The dumps are not consistent.[edit]

  • They do not reflect a consistent state of the database. It's perfectly possible for a dump process to pull metadata from a revision for the first phase of the dump ('stubs') and when it later tries to get the revision text, to find that the text is no longer available (hidden by administrators). The page table is dumped earlier and the contents may have changed by the time stubs are retrieved. Consistency would require a working with snapshot of the database itself, or locking the database long enough for the entire dump process to complete (2 weeks!), or post-processing the generated dumps.
  • They do not necessarily reflect a single version of MediaWiki. In an effort to "fail fast" as the saying goes, we run batches of short jobs in order to produce a single file ('stubs') or batches of files (revision content). If MediaWiki has been deployed in the meantime, the new version will be used for the new files. A change in the code can mean that, for example, uids that were 0 in the revision table are now NULL in the actor table and are written out as <uid />; this change can take place in the middle of a run. (The particular bug is fixed, but there are countless potential examples.)
  • They do not reflect a consistent state of the data, above and beyond the database. MediaWiki does not do all actions atomically. A dump process may request revision content for a page that includes a template that has been altered, so that it adds pages to some new category. Until a page is rerendered, the category links table may be updated for some of the pages and not for others. Once again there are countless examples.

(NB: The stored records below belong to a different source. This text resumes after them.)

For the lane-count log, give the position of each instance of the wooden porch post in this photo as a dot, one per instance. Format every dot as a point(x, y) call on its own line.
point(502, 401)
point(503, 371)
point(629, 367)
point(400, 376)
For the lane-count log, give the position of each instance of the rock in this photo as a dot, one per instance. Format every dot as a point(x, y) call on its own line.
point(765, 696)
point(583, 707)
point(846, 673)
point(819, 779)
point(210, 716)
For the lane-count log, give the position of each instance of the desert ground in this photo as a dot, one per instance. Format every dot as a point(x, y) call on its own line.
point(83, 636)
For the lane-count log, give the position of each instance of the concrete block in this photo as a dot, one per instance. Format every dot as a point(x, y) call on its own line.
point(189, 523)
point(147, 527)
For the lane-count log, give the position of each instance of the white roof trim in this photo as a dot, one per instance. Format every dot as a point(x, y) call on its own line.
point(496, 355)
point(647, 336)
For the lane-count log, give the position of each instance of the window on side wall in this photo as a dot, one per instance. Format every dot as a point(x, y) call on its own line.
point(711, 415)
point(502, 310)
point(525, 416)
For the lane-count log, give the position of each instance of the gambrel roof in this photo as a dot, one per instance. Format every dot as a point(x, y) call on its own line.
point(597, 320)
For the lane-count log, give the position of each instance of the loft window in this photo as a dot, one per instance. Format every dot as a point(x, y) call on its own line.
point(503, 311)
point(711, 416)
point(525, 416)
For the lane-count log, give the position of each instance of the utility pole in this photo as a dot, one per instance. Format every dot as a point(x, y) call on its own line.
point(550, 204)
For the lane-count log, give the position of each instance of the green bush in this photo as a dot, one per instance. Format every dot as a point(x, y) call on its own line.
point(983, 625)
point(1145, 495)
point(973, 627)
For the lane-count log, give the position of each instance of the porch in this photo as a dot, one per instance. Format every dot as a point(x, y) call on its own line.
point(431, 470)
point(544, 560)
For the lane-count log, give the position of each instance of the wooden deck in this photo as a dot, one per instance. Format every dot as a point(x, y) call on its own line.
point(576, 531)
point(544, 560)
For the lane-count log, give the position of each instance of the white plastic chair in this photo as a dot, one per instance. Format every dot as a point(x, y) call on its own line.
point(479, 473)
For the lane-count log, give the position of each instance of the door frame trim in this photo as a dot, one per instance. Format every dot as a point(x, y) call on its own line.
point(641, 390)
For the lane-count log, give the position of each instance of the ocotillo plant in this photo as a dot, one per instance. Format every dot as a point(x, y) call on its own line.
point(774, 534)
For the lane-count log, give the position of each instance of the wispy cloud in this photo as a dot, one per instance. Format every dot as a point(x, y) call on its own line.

The dumps are not complete.[edit]

  • The databases have broken data in them from various problems over the years. There are text records which point to nonexistent storage clusters, half-converted Flow records, and all kinds of other lovely things accumulated in the 15 years the projects have been around. These errors are not accounted for in the dumps; problematic entries are simply skipped, because the xml schema does not contain a means for describing errors encountered with the data itself.
  • No media dumps are produced. Even if we were to produce tarballs of media in use on the projects, there would still be all of the rest of the media on Commons to account for, the vast majority of it in fact.